# Loan Management Schema

> Money out, payments back. The balance has to be exact.

Canonical URL: <https://datadriven.io/problems/loan_management_schema>

Domain: Data Modeling · Difficulty: easy · Seniority: L4

## Problem

We're a consumer lending company that offers personal loans, auto loans, and mortgages. Customers make monthly payments, but sometimes they pay early, miss payments, or refinance. The operations team needs outstanding balances and the risk team needs to flag delinquent accounts. Can you design the schema?

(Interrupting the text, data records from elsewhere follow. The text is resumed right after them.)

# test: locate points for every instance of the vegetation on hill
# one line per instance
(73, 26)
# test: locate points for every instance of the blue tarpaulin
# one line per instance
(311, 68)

## Worked solution and explanation

### Why this problem exists in real interviews

This probes whether a candidate can recognize **normalization opportunities** without over-normalizing and model a transaction log that supports derived balances. It is an easy prompt that still rewards grain discipline: outstanding balance is not stored, it is computed.

> **Trick to Solving**
>
> When a prompt lists several “types” of something (personal, auto, mortgage) with their own rates and terms, the trick is to lift those attributes into a dimension. Before drawing tables, a strong candidate asks: is outstanding balance a stored column or a derived aggregate?
> 
> 1. Pull loan types into a dim table with rate and term columns
> 2. Keep loans as the instance fact of a customer taking a loan
> 3. Model every payment as a row in loan_transactions
> 4. Derive outstanding balance via SUM, never store it

---

### Break down the requirements

#### Step 1: Identify the four entities

`customers`, `loan_types`, `loans`, `loan_transactions`. Each has a clean grain and no redundant attributes.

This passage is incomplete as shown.